For once, we weren't in the lab. With the state robotics meet barely a week away, it was time to simulate competition conditions. The team had spent all morning converting the gym into a perfect copy of the Dutchess Auditorium, where the tournament would take place. Tin Man moved back and forth, accepting inflated rings from Abigail and placing them on the pegs we had attached to the gym's climbing apparatus. We'd even set up the “pit,” which would serve as our headquarters at the meet. It supplied everything from tools and spare parts for Tin Man to a cooler of “YoukilAde”—a high-energy drink that, according to Noah, hydrated faster than Gatorade.

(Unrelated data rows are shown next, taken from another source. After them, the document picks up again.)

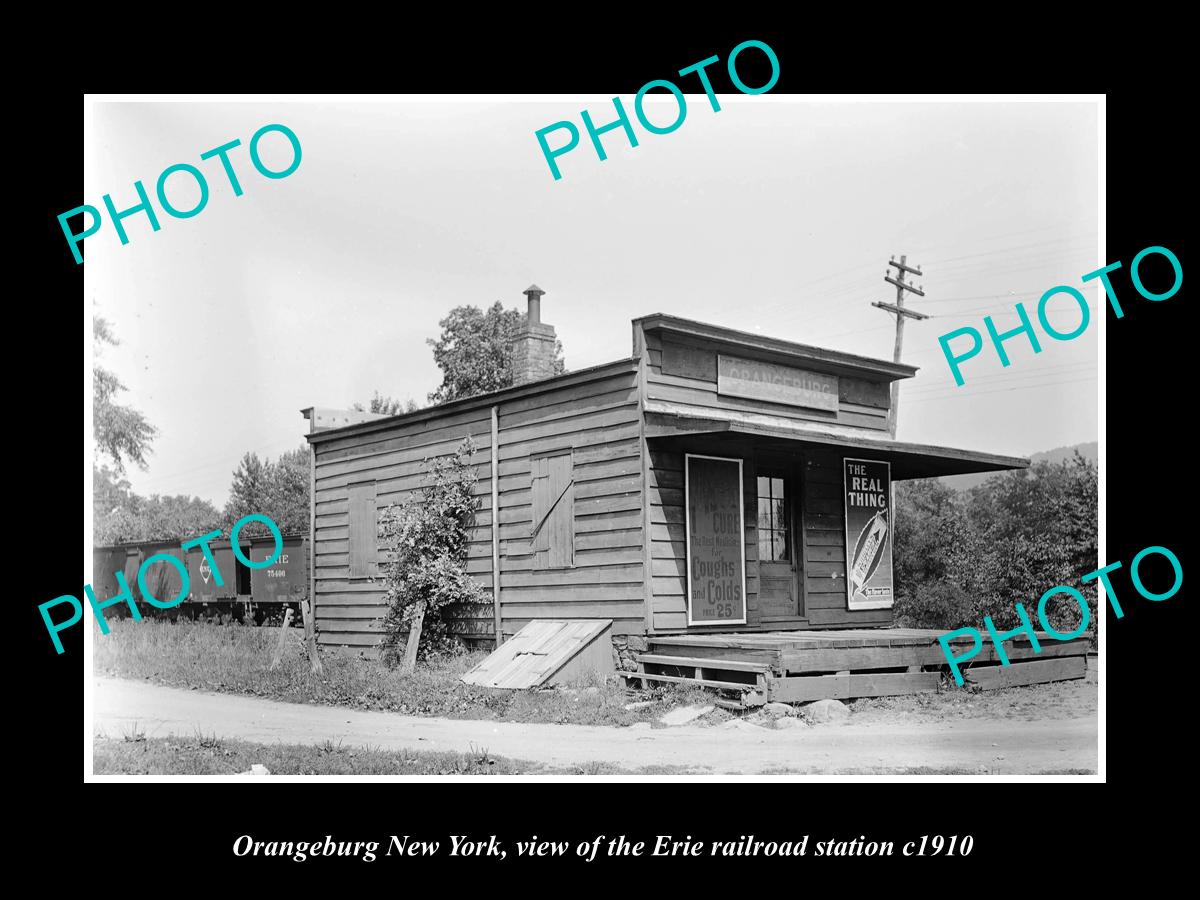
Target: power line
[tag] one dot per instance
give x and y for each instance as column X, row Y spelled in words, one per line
column 1006, row 390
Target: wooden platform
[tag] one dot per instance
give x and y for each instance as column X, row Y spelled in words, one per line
column 799, row 666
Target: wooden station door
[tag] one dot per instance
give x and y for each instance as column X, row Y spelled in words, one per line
column 779, row 561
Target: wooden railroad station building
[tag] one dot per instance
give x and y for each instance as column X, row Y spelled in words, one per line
column 712, row 483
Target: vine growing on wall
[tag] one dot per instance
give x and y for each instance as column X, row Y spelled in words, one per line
column 426, row 544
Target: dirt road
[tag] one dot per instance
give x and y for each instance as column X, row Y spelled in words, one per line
column 999, row 747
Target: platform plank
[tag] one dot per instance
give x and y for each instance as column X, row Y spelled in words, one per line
column 803, row 689
column 1031, row 672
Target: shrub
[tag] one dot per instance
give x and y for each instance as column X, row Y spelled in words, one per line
column 426, row 545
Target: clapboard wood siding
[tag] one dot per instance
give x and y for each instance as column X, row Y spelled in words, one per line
column 684, row 371
column 591, row 432
column 823, row 544
column 348, row 607
column 591, row 424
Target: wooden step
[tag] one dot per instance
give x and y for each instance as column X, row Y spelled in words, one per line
column 702, row 663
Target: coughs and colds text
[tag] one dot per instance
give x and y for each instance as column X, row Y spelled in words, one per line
column 664, row 845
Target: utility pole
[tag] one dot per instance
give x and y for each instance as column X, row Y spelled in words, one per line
column 901, row 313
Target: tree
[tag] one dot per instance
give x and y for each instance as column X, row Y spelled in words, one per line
column 474, row 351
column 121, row 432
column 276, row 490
column 387, row 406
column 961, row 557
column 251, row 490
column 426, row 540
column 288, row 492
column 121, row 516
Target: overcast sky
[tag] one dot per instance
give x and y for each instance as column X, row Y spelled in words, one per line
column 773, row 215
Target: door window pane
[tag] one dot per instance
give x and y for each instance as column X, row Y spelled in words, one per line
column 773, row 544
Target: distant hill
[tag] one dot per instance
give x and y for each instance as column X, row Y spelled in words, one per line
column 1060, row 454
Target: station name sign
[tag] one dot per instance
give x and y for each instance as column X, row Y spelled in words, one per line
column 755, row 379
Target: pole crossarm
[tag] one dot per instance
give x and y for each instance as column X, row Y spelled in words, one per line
column 901, row 310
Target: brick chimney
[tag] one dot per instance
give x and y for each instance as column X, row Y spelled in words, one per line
column 533, row 349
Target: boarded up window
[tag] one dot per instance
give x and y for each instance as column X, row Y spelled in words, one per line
column 364, row 531
column 553, row 511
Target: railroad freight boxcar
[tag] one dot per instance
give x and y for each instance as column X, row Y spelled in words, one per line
column 225, row 589
column 231, row 580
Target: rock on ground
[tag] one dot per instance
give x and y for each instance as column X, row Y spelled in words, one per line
column 641, row 703
column 827, row 711
column 742, row 725
column 682, row 715
column 791, row 723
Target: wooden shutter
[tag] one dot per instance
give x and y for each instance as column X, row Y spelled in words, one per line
column 553, row 511
column 364, row 529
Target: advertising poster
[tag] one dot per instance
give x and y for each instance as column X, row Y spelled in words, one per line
column 868, row 491
column 715, row 543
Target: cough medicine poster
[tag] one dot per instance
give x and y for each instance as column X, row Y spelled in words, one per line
column 868, row 491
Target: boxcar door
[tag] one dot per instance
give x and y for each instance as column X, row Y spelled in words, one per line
column 778, row 561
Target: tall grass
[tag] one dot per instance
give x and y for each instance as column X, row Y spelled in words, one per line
column 237, row 659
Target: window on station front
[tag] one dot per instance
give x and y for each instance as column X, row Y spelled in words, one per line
column 773, row 544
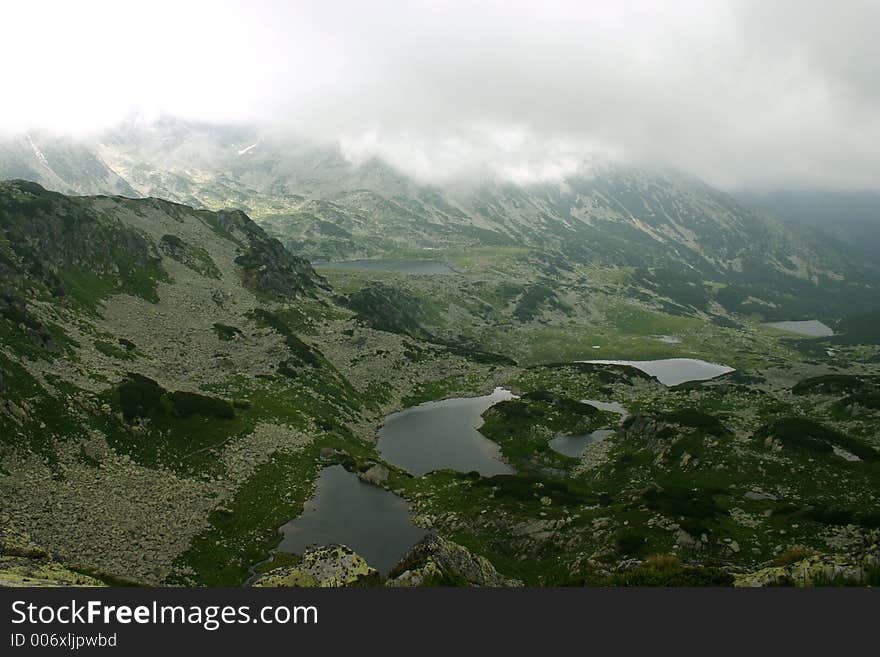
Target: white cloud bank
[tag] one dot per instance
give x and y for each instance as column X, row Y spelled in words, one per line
column 742, row 92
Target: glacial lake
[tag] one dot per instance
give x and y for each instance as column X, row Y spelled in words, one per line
column 370, row 520
column 811, row 327
column 443, row 435
column 576, row 445
column 401, row 266
column 672, row 371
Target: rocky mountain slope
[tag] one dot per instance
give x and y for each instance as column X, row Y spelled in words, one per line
column 172, row 380
column 672, row 234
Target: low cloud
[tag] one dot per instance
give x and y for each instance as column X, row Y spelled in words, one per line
column 741, row 93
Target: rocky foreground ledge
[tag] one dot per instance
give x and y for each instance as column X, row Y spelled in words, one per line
column 433, row 561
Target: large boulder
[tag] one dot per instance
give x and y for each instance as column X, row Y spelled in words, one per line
column 435, row 561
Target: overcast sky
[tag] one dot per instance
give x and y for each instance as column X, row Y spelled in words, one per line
column 759, row 93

Most of the team was gathered around Oz, their eyes panning back and forth from the robot to the teacher's stopwatch. They let out an audible groan when I raised one of the rings too high, and had to stop the robot to lower the mechanism down to the peg. That cost us time for sure.

“Easy, Donovan,” the teacher cautioned. “Remember, you've got a stronger motor in the forklift.”

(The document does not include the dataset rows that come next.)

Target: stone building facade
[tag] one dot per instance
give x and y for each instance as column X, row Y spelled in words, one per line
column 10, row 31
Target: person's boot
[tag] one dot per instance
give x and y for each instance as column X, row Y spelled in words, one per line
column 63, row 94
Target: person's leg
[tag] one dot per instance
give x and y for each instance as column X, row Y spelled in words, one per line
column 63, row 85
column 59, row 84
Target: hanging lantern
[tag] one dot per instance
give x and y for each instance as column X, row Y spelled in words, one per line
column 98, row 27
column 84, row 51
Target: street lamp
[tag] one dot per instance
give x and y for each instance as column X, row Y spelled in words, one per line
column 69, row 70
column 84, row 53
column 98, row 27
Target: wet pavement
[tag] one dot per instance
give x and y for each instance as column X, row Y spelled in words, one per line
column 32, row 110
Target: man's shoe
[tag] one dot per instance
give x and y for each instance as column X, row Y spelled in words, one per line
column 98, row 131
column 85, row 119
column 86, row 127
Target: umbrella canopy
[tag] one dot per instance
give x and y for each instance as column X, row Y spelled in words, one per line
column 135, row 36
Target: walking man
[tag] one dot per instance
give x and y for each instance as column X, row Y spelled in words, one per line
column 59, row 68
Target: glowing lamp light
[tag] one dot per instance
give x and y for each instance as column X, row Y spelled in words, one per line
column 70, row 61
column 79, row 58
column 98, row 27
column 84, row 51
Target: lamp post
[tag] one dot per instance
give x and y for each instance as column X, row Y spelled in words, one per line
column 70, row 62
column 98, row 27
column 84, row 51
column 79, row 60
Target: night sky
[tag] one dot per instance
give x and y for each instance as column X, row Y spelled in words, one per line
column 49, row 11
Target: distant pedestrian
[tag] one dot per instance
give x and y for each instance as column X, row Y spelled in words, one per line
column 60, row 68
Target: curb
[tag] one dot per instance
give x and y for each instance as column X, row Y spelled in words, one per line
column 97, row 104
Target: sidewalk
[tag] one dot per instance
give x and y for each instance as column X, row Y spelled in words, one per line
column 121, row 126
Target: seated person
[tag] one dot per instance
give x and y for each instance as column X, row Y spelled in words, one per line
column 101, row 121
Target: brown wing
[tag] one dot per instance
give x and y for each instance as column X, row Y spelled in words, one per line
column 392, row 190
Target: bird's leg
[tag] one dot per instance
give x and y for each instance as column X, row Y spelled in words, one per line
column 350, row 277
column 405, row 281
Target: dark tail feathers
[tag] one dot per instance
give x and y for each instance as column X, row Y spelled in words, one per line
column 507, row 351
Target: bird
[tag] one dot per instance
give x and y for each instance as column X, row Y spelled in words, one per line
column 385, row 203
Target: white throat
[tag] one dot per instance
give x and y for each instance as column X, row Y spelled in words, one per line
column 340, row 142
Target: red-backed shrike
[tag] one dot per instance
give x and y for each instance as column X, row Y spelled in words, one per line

At last, Tin Man placed the final ring, swung around, and headed for the starting position. The stopwatch beeped and Oz called out our time. “Best we've ever done, people. Even with a few hiccups.”

“This is going to be our year!” Latrell crowed.

We broke out the YoukilAde and toasted Tin Man and one another. Chloe had brought brownies, so it was kind of a party. It actually reached the point of some good-natured trash talk directed toward Cold Spring Harbor, and how Tin Man was going to leave their robot lying in the dust.

Of course, our team members were too polite for
real
trash talk, so I had to show them how it was done: “Their hunk of junk doesn't stand a chance against Tin Man! Their hunk of junk wouldn't stand a chance against Tin Man's
grandmother
!”

“Tin Man can't have a grandmother,” Noah interjected. “A machine is not a living entity, and has no familial line.”